The first is that the post is not being shared by the official P&O Cruises Australia Facebook page, but rather a fake page. As well as not having the Facebook verification tick, the page had only ever shared two posts – a sign that it isn’t a legitimate page.
The image was also Photoshopped, meaning the photograph wasn’t really taken from inside P&O cruises headquarters. A check of the official page will show you there is no such offer or promotion.
Unfortunately, the fake post had been shared more than 24,000 times and attracted thousands of comments.

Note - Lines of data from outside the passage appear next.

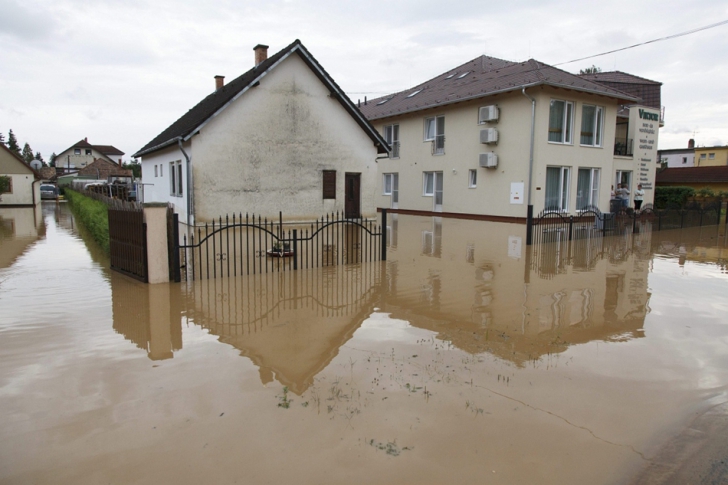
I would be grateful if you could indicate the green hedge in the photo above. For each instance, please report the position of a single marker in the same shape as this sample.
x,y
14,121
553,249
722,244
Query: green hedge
x,y
672,196
92,214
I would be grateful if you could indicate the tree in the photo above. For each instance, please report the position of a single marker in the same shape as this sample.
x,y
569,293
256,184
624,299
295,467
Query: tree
x,y
27,153
13,143
590,70
39,157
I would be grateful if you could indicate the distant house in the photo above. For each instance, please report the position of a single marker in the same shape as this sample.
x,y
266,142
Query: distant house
x,y
105,170
711,156
24,181
281,137
490,137
678,157
83,153
715,178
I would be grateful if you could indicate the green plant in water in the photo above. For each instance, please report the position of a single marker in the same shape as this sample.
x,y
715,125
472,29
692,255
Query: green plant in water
x,y
284,403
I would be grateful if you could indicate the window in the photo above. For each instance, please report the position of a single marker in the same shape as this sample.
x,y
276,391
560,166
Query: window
x,y
592,125
175,178
435,132
561,114
557,188
587,187
329,184
391,136
387,184
428,183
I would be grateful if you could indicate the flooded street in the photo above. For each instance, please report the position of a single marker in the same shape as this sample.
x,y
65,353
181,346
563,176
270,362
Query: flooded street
x,y
464,358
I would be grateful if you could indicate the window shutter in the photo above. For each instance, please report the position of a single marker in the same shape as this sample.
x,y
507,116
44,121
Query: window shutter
x,y
329,184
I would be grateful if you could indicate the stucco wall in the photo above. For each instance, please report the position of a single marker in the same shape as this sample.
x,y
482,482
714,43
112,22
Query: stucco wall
x,y
266,151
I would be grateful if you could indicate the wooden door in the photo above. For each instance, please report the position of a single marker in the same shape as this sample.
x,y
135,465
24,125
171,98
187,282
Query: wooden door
x,y
352,206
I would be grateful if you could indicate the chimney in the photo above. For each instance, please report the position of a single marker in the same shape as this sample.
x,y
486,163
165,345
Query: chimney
x,y
261,53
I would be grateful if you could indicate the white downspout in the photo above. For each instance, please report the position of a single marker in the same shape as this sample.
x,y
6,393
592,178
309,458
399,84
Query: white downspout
x,y
190,195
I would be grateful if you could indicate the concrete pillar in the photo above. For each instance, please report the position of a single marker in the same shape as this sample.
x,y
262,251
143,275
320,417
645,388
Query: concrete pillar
x,y
155,215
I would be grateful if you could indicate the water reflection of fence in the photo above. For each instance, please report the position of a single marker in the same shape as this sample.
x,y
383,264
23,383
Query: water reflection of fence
x,y
555,253
553,224
248,246
237,306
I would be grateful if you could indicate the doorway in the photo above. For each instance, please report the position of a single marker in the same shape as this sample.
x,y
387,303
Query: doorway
x,y
352,195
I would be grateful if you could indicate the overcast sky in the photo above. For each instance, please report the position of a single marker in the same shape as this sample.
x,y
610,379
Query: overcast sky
x,y
120,71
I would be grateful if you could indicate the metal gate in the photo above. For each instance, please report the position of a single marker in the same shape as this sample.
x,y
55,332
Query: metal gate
x,y
246,245
128,242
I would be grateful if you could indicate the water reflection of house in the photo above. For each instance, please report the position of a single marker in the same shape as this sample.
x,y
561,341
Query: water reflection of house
x,y
484,292
149,316
290,325
19,229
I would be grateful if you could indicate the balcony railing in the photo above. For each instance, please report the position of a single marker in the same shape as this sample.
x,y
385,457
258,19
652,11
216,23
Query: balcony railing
x,y
623,147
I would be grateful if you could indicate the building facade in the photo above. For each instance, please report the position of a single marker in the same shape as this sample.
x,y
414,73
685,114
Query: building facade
x,y
281,137
491,137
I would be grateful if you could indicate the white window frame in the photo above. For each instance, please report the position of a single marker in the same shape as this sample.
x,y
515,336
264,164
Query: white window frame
x,y
567,131
564,183
598,125
391,136
472,178
387,180
593,189
431,177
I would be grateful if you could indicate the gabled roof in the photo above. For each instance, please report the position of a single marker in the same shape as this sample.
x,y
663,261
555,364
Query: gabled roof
x,y
20,160
693,175
618,77
105,149
480,77
190,123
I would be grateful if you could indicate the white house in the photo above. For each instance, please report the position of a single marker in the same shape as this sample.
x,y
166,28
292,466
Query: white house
x,y
281,137
489,138
24,181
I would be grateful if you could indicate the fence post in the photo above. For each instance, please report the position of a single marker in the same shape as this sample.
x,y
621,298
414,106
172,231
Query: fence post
x,y
383,235
295,249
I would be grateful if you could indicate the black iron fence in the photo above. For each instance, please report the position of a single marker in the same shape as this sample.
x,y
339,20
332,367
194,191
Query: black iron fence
x,y
248,245
555,225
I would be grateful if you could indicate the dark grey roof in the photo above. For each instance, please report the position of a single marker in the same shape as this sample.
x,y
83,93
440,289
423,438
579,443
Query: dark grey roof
x,y
187,125
482,76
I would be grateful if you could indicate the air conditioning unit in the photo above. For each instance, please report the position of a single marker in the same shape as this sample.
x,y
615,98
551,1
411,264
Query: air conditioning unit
x,y
489,135
488,160
488,113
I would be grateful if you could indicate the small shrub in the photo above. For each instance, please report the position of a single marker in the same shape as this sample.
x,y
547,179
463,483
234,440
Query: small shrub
x,y
92,214
672,196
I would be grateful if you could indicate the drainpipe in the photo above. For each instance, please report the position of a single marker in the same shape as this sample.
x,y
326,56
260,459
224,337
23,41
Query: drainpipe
x,y
190,198
529,214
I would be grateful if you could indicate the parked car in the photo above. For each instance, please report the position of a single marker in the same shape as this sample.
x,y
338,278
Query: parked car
x,y
48,192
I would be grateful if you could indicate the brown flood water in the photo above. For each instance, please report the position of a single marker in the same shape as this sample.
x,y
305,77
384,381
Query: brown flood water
x,y
462,359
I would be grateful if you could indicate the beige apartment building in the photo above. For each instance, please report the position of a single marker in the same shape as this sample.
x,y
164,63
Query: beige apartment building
x,y
490,137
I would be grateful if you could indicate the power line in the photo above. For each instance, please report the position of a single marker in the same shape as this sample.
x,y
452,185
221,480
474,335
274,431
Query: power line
x,y
681,34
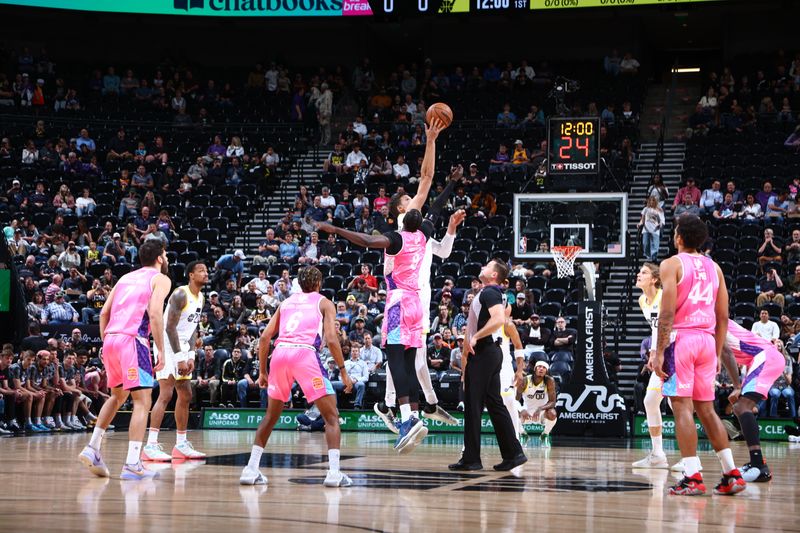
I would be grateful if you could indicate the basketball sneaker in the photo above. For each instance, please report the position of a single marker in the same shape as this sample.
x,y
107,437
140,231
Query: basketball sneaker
x,y
689,486
93,461
755,474
387,417
251,476
437,413
337,479
411,434
154,452
185,450
136,472
731,483
653,460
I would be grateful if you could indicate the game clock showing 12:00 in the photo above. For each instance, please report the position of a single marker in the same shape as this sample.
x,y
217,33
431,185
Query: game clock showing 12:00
x,y
573,146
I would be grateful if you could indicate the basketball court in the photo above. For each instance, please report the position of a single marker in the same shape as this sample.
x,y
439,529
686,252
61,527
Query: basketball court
x,y
577,485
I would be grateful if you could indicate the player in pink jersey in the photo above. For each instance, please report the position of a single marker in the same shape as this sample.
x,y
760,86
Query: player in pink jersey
x,y
300,322
134,307
764,365
693,323
402,321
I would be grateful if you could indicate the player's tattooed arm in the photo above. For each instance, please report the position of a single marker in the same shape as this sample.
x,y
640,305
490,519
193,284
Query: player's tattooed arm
x,y
176,303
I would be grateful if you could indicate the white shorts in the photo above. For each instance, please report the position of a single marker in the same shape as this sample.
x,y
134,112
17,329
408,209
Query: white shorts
x,y
170,364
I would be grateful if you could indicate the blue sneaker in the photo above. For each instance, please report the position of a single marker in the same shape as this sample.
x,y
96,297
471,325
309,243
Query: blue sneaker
x,y
412,433
137,472
92,459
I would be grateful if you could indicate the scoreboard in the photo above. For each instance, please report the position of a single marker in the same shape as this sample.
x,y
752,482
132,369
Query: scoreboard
x,y
573,146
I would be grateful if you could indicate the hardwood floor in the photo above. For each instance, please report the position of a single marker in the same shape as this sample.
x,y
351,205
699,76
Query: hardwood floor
x,y
578,485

According to ABC, the original fake post was deleted and replaced with yet another scam, before the page was taken down. Still, anyone who sent their contact details through as part of the competition could have their online safety compromised or receive spam.
Where possible, it’s always best to update and change passwords and to warn anyone who may have shared the post to be aware their information may have been compromised. Starts at 60 attempted to contact P&O outside of regular hours and was unable to get comment.
The latest scam comes months after the Australian Competition and Consumer Commission (ACCC) warned Australians to beware of scammers trying to access their personal details, computer and bank accounts through new and dangerous methods. Many people being caught out by people impersonating well-known businesses and even the police to gain access to computers to steal money and banking information.
The ACCC’s Scamwatch website has seen a dramatic spike in what are known as remote access scams. So far this year more than 8,000 reports have been recorded, with losses costing Australians $4.4 million. The new scams have been described as “concerning” and have already surpassed those for the whole of 2017.